Monday, April 2, 2012

GMX Resources (GMXR) - Capital Structure Arbitrage Idea

Summary
GMX Resources (GMXR) is an Oklahoma City-based, independent oil and natural gas exploration and production company. They have interests in the Bakken in North Dakota, the Niobrara in Wyoming, and the Haynesville/Bossier and Cotton Valley Sands in East Texas.

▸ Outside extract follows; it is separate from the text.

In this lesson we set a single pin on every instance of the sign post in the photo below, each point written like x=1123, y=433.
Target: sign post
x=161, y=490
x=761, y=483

You might have noticed that GMXR was on last Friday's list of "Cheap Debt, Upcoming Maturities, and Big Market Caps." Once again, we seem to have an energy company where pieces of capital structure have mutually inconsistent prices.

The market capitalization is almost $100 million, even though the preferred stock trades at 50 cents, the unsecured debt (due 2013 and 2015) trades at similarly deep discounts, and with an inverted yield curve), and the senior secured notes (due 2017) are trading at a YTM of ~17%. The market prices of the debt securities imply that the common stock is out of the money by over $150 million.

Shares Outstanding 69,272








Face Amount Price Market Value Interest Expense
Cash, as of 12/31/11 -102,493 1.00 -102,493
4.5% Senior Note due 2015 86,520 0.45 38,934 3,893
5% Senior Note due 2013 59,372 0.69 40,967 2,969
11.375% Senior Note due 2019 1,970 0.50 985 224
11% Senior Secured Note due 2017 283,520 0.80 226,816 31,187
Total Debt 328,889
205,209 38,273
9.25% Series B Cumulative Preferred 79,418 0.52 40,948 7,346
Enterprise Value through Preferreds 408,307
246,157 45,619
Common Stock 96,289 1.39 96,289
Enterprise Value 504,596
342,445





Valuation Gap Implied by Debt/Preferred

162,150

Catalysts
One immediate and ongoing catalysts is that the company is actively deleveraging by issuing shares in exchange of its notes due 2013, which are the nearest and most pressing maturity. After three exchanges YTD, shares outstanding have grown by 10 percent and the face amount of 2013 notes has been reduced by $13.4 million.

Even more deleveraging will be necessary. Ongoing interest expense and preferred coupons are $45.6 million annually. Given the ambitious capital spending plans (more about the IRR of those later), our bet is on continued equitization of the capital structure.

The company has no problem issuing stock. Shares outstanding nearly doubled during 2011, as their oil-play acreage in the Bakken and Niobrara were both purchased using some stock as currency.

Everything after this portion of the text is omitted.